Bereits Ende 2020 hatte der Ökonom und ehemalige Chef des ifo-Instituts, Hans-Werner Sinn, in einem Interview darauf hingewiesen, dass die Autoindustrie in die Falle getappt sei, die die amerikanische Umweltbehörde ihr gestellt hat. "Nur was hat diese moralische Verwerfung mit der Industriestruktur und der zukünftigen Entwicklung unseres Landes zu tun? Gar nichts. Es ist vollkommen verfehlt, hier moralisierend zu argumentieren, wenn es um Millionen von Arbeitsplätzen geht", so Sinn. So geht die Entwicklung zum Elektroauto nicht von den Verbrauchern aus, sondern wurde den Konzernen und den Bürgern von der Politik aufoktroyiert. "Das ist eine Gesinnungsdiktatur, die nicht sachdienlich ist und durch das Problem nicht gerechtfertigt wird. Dadurch entsteht ein neuer zentralplanerischer Sozialismus. Manchmal gebären sich die Grünen tatsächlich so, als wären sie Sozialisten, nur mit einem grünen Anstrich", so der Ökonom im Interview mit dem Automobilclub "Mobil in Deutschland e.V.".

Wir benötigen in Deutschland und in Europa eine höhere unternehmerische Risikobereitschaft und unternehmerisches Denken und weniger Bürokraten. Hierfür sind ein Gründer-Ökosystem und ein gründerfreundliches Klima erforderlich. Nur dann können neue Chancen entdeckt, Risiken getragen und Innovationen durchgesetzt werden. Im Benchmark ist die Gründungsquote in Deutschland mit 4,8 % vergleichsweise gering. In den USA beträgt die Quote 15,4 %. So machen u.a. ein erschwerter Zugang zu Wagniskapital und ein hoher Bürokratieaufwand Deutschland als Gründungsstandort unattraktiv. So stellt sich beispielsweise die Frage, warum Entrepreneurship und Digitalisierung in unserem Bildungssystem nicht einen höheren Stellenwert spielt? 
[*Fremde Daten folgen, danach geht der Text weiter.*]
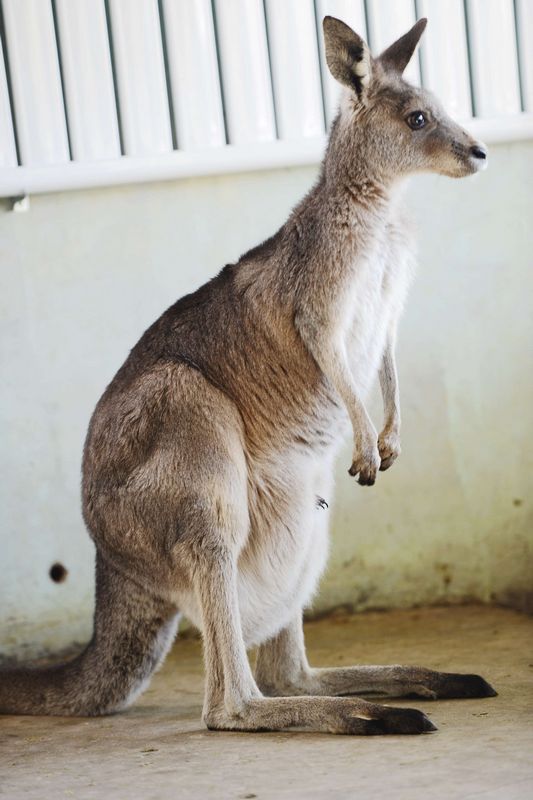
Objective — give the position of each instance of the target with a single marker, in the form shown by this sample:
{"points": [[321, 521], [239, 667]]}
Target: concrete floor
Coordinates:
{"points": [[159, 749]]}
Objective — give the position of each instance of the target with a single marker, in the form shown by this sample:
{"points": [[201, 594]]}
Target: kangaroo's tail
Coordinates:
{"points": [[133, 631]]}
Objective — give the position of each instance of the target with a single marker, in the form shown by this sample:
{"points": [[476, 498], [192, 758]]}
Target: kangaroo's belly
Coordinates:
{"points": [[287, 547]]}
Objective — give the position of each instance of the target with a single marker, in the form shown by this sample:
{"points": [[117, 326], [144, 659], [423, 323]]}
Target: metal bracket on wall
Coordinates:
{"points": [[20, 204]]}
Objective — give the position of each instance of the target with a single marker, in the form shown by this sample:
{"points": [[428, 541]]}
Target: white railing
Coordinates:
{"points": [[96, 92]]}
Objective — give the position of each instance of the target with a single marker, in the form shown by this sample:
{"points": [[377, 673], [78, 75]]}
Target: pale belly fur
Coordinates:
{"points": [[280, 566]]}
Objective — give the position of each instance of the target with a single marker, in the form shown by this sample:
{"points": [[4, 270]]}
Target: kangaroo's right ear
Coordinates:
{"points": [[347, 55]]}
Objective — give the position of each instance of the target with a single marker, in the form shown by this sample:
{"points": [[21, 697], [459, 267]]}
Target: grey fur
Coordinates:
{"points": [[207, 452]]}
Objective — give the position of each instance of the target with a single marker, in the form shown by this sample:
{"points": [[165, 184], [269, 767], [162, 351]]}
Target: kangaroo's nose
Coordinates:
{"points": [[478, 152]]}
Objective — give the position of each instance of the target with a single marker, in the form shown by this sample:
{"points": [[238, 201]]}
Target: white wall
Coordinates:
{"points": [[83, 274]]}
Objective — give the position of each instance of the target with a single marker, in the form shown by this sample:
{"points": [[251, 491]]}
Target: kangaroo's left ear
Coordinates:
{"points": [[398, 55], [347, 55]]}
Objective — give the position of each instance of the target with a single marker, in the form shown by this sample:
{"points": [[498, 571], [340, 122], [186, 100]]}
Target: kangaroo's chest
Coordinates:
{"points": [[377, 293]]}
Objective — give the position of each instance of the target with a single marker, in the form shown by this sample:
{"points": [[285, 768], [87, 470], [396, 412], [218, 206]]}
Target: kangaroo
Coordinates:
{"points": [[209, 453]]}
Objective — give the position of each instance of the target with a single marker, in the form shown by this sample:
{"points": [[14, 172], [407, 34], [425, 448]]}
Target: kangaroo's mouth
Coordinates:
{"points": [[478, 156], [472, 157]]}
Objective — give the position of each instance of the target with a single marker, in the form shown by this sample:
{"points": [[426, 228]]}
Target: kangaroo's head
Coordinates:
{"points": [[385, 124]]}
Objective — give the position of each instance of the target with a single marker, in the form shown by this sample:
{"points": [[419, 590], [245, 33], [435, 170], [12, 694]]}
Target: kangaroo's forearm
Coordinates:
{"points": [[388, 378]]}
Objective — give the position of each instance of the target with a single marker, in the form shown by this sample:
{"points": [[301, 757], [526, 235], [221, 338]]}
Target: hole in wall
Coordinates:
{"points": [[58, 572]]}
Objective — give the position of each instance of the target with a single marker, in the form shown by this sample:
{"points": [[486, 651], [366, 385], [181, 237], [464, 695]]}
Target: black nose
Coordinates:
{"points": [[478, 152]]}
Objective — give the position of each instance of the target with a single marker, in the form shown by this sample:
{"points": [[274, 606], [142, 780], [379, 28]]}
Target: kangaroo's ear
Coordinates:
{"points": [[347, 55], [398, 55]]}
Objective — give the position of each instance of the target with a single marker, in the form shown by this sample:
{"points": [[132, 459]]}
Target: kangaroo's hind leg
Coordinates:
{"points": [[282, 669]]}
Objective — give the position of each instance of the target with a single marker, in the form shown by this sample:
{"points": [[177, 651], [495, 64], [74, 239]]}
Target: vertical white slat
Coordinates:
{"points": [[36, 82], [194, 78], [88, 79], [352, 12], [524, 27], [295, 68], [387, 21], [140, 75], [493, 57], [444, 55], [245, 71], [8, 151]]}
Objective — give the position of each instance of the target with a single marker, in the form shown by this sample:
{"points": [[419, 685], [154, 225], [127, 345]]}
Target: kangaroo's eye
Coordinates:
{"points": [[416, 120]]}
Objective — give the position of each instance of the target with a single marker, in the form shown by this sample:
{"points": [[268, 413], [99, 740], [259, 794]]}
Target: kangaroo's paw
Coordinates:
{"points": [[454, 685]]}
Es sei daran erinnert, dass das wertvollste Unternehmen der Welt erst vor rund 47 Jahren, am 1. April 1976, von Steve Jobs, Steve Wozniak und Ronald Wayne mit einem Startkapital in Höhe von 1.300 US-Dollar gegründet wurde. Und zwar in einem Umfeld von Leidenschaft und Risikofreude. Ohne große bürokratische Hürden gründeten sie im Umfeld des "Homebrew Computer Club", einem Club von Enthusiasten und Hackern, das Unternehmen Apple.